Die Abbdichtung ist nicht entscheidend, siehe Ergebnisse NB PK2:

Noiseblocker Eloop B14-1 / B14-PS im Test: 140-mm-Referenz und der "0,001"-Sone-Spezialist [Test der Woche]


----------



## Narbennarr (25. Januar 2016)

*AW: Raijintek Triton Core Welche 120mm Lüfter?*

Wenn du Wert auf ein leises Lager legst -> Noctua F12


----------



## thoast3 (25. Januar 2016)

*AW: Raijintek Triton Core Welche 120mm Lüfter?*

Wenn es eine AIO sein soll, kann ich dir folgende empfehlen:

Arctic Liquid Freezer 240 (ACFRE00013A) Preisvergleich | Geizhals Deutschland

Alphacool Eisberg 240 (11190) Preisvergleich | Geizhals Deutschland

Die Triton läuft zu gerne aus 

Zu den Lüftern wurde bereits das Wichtigste gesagt, ich werfe aber noch die hier rein:

Fractal Design Venturi HP-12 PWM (FD-FAN-VENT-HP12-PWM) Preisvergleich | Geizhals Deutschland

Dazu dann noch 2x Noiseblocker FrameSlics 120 Preisvergleich | Geizhals Deutschland

Diese entkoppeln die Lüfter ein bisschen und dichten den Spalt zwischen Lüfterrahmen und Radiator ab.


----------



## Venqz (25. Januar 2016)

*AW: Raijintek Triton Core Welche 120mm Lüfter?*

Hi, 

ich empfehle Dir auch zu den Noctua, er hat ein super statischen Druck und ist bei 1200 U/min sehr bzw. angenehm leise. Den Noiseblocker wurde ich generell ablehnen und lieber die Finger davon lassen. Nur Show!

Gruß
Venqz


----------



## thoast3 (25. Januar 2016)

*AW: Raijintek Triton Core Welche 120mm Lüfter?*

Kannst du auch begründen, warum der Noiseblocker "nur Show" sein soll?
Und vor allem: Welcher Noiseblocker? Der Eloop oder der BlackSilentPro?


----------



## Venqz (25. Januar 2016)

*AW: Raijintek Triton Core Welche 120mm Lüfter?*



thoast3 schrieb:


> Kannst du auch begründen, warum der Noiseblocker "nur Show" sein soll?
> Und vor allem: Welcher Noiseblocker? Der Eloop oder der BlackSilentPro?

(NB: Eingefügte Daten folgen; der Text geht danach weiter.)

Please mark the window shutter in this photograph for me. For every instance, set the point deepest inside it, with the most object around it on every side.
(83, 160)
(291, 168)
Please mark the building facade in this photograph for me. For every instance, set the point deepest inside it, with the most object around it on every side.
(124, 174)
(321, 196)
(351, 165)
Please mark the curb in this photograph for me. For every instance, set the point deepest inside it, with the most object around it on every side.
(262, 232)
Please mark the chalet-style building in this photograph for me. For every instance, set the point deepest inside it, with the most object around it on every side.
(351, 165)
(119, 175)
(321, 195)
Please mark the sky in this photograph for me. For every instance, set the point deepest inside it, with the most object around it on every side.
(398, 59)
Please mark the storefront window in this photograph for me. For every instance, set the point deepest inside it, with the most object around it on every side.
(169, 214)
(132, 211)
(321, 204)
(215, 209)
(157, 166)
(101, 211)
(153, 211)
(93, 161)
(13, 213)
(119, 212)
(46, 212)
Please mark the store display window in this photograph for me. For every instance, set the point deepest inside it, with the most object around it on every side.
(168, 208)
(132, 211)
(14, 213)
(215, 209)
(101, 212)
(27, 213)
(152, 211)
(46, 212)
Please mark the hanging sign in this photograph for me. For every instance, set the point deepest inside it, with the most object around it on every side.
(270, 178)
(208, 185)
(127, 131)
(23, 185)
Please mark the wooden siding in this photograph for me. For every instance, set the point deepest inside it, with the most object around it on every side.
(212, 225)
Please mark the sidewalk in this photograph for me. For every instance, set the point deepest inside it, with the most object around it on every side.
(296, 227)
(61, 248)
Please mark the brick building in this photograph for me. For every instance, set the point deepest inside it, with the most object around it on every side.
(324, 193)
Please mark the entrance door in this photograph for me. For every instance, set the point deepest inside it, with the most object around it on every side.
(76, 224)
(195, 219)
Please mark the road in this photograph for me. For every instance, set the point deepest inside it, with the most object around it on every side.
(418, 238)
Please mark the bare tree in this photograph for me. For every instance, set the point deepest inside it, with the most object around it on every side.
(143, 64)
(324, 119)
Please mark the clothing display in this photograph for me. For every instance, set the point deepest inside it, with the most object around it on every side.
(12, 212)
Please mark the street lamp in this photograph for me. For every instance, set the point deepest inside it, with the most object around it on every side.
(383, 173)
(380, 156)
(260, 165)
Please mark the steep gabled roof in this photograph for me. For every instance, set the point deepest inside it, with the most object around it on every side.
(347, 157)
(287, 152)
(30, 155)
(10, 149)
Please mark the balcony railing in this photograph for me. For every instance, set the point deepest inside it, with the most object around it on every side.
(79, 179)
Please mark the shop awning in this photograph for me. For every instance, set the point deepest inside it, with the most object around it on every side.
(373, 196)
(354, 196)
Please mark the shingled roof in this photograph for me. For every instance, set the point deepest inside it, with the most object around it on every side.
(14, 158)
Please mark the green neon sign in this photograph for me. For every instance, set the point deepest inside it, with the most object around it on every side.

Kann ich, generell haben die Noiseblocker zu wenig statischen Druck und falls sie den Druck erzeugen, dann laufen sie mit sehr hoher Drehzahl. Als ich meine Wakü zusammenstellte habe ich einige Lüfter auf angenehme Geräusch Kulisse und Druck geprüft. Am besten sind mir die 14er Noctua aufgefallen, muss aber auch gestehen, meine Konstruktion besteht aus Druck und Saugseite. Bei dem Saugseitigen Lüfter habe ich einen kleinen Trick angewandt, die Gegenstrom Verwirbelung von SilverStone Lüfter erzeugen sogar noch ein größeren statischen Druck, sodass ich die Drehzahl herunternehmen konnte.  Und zu dem Prinzip Bionic Verfahren sag ich einfach nur Show, iss aber meine Meinung.


----------



## thoast3 (25. Januar 2016)

*AW: Raijintek Triton Core Welche 120mm Lüfter?*

Das mit der Show der Bionic-Lüfter kann ich verneinen, ich habe viele Lüfter ausprobiert, von Arctic F12 über Fractal Venturi HP-14 PWM bis hin zum Noctua NF-A14 PWM, aber bei keinem war der Luftstrom so leise wie beim Eloop.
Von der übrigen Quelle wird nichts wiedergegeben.